According to the notification, only multidisciplinary institutions with a NAAC accreditation grade of B++ or above, or institutions ranked between 1 and 300 in the National Institutional Ranking Framework (NIRF), are eligible to apply for the programme.
These conditions effectively exclude a large number of standalone B.Ed. colleges from participating in the shaping of teacher education. Ironically, institutions that have historically specialised in teacher preparation now find themselves ineligible to offer the very programme expected to become the principal pathway into the teaching profession.
The situation presents a striking paradox.
Until now, standalone teacher education institutions enjoyed the exclusive mandate to offer B.Ed. programmes, while multidisciplinary colleges generally did not. Under the new framework, the situation appears almost reversed. Multidisciplinary institutions that satisfy accreditation and ranking requirements can offer the four-year integrated B.Ed. programme, whereas many dedicated teacher education colleges cannot.

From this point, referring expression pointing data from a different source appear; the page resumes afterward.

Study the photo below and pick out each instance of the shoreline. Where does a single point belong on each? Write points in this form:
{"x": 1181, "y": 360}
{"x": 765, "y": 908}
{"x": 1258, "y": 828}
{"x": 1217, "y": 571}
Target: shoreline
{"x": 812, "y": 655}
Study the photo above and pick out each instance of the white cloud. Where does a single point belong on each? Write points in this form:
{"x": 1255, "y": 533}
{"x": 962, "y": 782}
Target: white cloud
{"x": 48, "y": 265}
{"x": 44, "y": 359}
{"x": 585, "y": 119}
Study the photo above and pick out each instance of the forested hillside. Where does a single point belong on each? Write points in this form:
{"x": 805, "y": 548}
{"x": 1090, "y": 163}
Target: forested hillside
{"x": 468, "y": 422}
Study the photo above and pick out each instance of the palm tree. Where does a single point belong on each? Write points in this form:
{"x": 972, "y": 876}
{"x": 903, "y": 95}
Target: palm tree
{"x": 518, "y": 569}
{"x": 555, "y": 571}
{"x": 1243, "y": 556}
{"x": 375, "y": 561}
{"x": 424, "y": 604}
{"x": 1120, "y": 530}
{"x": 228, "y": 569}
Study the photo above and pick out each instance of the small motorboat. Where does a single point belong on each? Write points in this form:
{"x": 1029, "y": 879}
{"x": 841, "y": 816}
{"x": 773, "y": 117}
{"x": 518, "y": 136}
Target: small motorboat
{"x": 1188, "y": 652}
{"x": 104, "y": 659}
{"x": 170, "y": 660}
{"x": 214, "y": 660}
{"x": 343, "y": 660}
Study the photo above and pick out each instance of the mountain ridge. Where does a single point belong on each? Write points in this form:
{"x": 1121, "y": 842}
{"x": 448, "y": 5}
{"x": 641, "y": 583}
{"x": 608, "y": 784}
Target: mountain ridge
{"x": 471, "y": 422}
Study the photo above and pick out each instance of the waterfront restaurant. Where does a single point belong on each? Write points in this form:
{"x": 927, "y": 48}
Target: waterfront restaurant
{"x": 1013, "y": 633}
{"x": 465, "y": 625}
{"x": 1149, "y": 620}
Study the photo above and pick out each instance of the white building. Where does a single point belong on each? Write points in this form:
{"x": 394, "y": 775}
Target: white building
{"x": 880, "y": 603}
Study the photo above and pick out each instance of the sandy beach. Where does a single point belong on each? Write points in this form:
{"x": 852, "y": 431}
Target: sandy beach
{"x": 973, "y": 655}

For Assam, where a substantial share of teacher education is delivered through standalone B.Ed. colleges, the implications are profound. If these institutions are unable to transition to multidisciplinary status and satisfy stringent accreditation requirements within a limited timeframe, they risk losing relevance in the emerging teacher education landscape.
What began as a policy aimed at strengthening teacher preparation could inadvertently create an existential crisis for institutions that have long been entrusted with the responsibility of training future teachers.
The success of NEP 2020 will depend not only on the clarity of its vision but also on the practicality of its implementation. Policymakers and regulatory bodies must take into account regional realities and institutional diversity. States such as Assam and West Bengal possess unique higher education ecosystems that require flexible and context-sensitive regulatory approaches.
The objective of multidisciplinary education is undoubtedly commendable. It promises broader learning opportunities, greater academic flexibility, and enhanced employability for students. However, if the regulatory framework fails to accommodate ground realities, many institutions may struggle to comply, ultimately undermining the very goals the reform seeks to achieve.
The NCTE should reconsider some of the existing rules related to collaboration and the transition to multidisciplinary education. A more nuanced understanding of the distinction between Education and Teacher Education, coupled with greater flexibility in collaboration norms, could enable thousands of teacher education institutions to participate meaningfully in the transformation envisioned by the NEP.
Educational reform succeeds when aspiration is matched by practicality. As India moves towards a multidisciplinary higher education system, ensuring that no institution is left behind should remain a central policy priority. The future of teacher education reform will depend not only on creating new opportunities but also on safeguarding institutions that have historically formed the backbone of teacher preparation in the country.